En la actualidad, muy especialmente a partir del gobierno de Milei, las personas viviendo en la calle en las metrópolis del país –adonde llegan debido a cierto imaginario de encontrar posibilidades de trabajo y, antes que nada, en procura del descarte de la clase media– han aumentado día a día. Mientras tanto, las políticas de ajuste hacia abajo de todas las actividades productivas no-extractivas y la desprotección social y de salud han alcanzado inclusive a discapacitados y enfermos oncológicos, a muchos de los cuales se los encuentra en las manifestaciones de protesta, mientras otros más silenciosos viviendo en la calle han creado un panorama social de vulneración generalizada, que hace aún más difícil la actividad de los recuperadores.
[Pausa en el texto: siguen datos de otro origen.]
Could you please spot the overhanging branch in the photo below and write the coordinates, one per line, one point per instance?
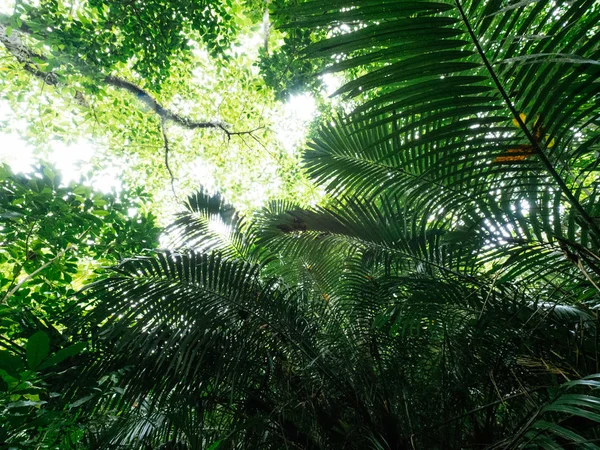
(28, 59)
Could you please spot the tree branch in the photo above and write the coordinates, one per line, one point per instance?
(27, 58)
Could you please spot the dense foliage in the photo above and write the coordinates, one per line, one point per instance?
(53, 239)
(443, 295)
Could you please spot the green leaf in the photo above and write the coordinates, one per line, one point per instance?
(62, 354)
(38, 347)
(10, 363)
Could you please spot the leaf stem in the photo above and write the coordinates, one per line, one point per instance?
(535, 144)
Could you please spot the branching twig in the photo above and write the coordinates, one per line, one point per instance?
(27, 58)
(163, 126)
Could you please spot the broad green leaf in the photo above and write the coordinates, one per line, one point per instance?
(38, 347)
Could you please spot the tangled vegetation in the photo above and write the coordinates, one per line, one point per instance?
(442, 293)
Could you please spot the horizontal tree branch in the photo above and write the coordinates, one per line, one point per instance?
(28, 59)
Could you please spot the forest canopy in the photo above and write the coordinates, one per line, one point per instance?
(332, 224)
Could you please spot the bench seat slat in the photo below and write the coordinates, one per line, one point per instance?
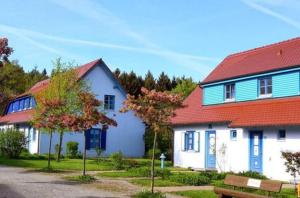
(239, 181)
(237, 194)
En semejante contexto, el jefe de gobierno de la ciudad, Jorge Macri, acaba de dar instrucciones a la policía para que detenga a las personas que revuelvan el contenido de los contenedores en procura de comida con la excusa de que ensucian las calles, cuando estas se evidencian casi abandonadas por el sistema público denominado “Basura Cero” (está claro: los menesterosos afean el paisaje de la ciudad y más aun revolviendo basura al buscar comida). Al mismo tiempo, el gobierno porteño decidió dejar de cumplir el acuerdo para el traslado gratuito desde el Conurbano a la ciudad de los recuperadores urbanos inscriptos oficialmente como tales y ordenó cerrar un galpón donde una cooperativa de cartoneros separa materiales que van al reciclado, luego revendidos en la provincia, donde serán reutilizados en nuevas producciones, obteniendo entonces ingresos por su trabajo.
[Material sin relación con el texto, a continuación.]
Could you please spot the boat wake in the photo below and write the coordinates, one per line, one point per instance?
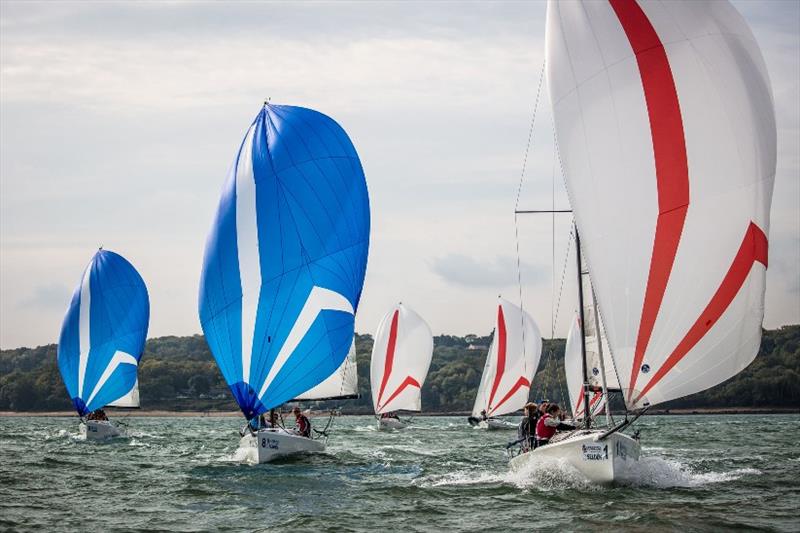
(666, 473)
Evidentemente, la política relativa a la recuperación urbana de materiales de la autoridad máxima de la Capital Federal es deshonrar la Ley 992 y actuar bajo el dicho formulado por el propio Jorge Macri: “Si te gusta hurgar la basura, preparate para ir preso”, dejando pa’la gilada los decorativos lemas porteños de Basura Cero y BA Ciudad Verde.
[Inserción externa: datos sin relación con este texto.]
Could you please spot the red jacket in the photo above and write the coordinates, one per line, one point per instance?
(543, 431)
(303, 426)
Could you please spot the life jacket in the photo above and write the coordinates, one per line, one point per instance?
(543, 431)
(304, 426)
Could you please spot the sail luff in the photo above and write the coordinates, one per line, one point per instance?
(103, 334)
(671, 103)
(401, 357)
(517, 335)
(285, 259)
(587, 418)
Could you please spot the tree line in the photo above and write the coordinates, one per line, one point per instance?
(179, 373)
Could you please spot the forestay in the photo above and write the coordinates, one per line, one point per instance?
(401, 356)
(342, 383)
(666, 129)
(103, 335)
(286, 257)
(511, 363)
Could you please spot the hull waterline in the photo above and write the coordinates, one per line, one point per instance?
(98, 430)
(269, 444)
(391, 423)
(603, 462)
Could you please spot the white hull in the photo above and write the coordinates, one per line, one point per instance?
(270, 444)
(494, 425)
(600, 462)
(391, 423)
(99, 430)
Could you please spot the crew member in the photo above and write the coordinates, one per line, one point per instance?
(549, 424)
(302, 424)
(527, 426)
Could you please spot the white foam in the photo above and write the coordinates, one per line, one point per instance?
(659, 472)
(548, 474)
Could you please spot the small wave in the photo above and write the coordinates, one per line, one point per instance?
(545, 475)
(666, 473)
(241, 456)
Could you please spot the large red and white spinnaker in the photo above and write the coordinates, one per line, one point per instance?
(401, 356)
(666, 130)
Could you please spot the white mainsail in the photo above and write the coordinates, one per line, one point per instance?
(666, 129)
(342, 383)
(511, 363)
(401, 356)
Por todo ello, la ciudad de Buenos Aires, tan admirada otrora como faro cultural que alumbra al planeta en muchos aspectos desde este rincón sureño del mundo, con los retrocesos en cultura y demás –al menos desde comienzo de siglo– agudizados en la actualidad por el gobierno nacional, sorprende bastante a los extranjeros que llegan buscando la París austral si van algo más allá del café Tortoni y Puerto Madero. Si quieren ver con los ojos bien abiertos pueden rápidamente darse cuenta del deterioro social y económico que sufre la población argentina.

En síntesis, el faro iluminador de derechos humanos que arrojaba luz desde estas latitudes americanas apenas si emite tenues destellos, asemejándose a esas estrellas que todavía vemos iluminadas pero ya hace años dejaron de brillar.

Para retomar aquella senda virtuosa de adquisición de derechos por parte del pueblo argentino, el mundialmente famoso Nunca Más deberá ser activamente profundizado y renovado por al menos una buena parte de la sociedad (¿Cómo difundir? ¿Cómo educar a las nuevas generaciones para ese propósito?), de manera de estar a la altura del deber ético y fáctico que el mismo requiere, así como para poder seguir honrando y acompañando a familiares y compañeros de los desaparecidos en la búsqueda de verdad y justicia que sigue adelante. De esa manera el Nunca Más volverá a resonar desde este sur del planeta para una vez más iluminar dignamente, como supo hacerlo en su momento.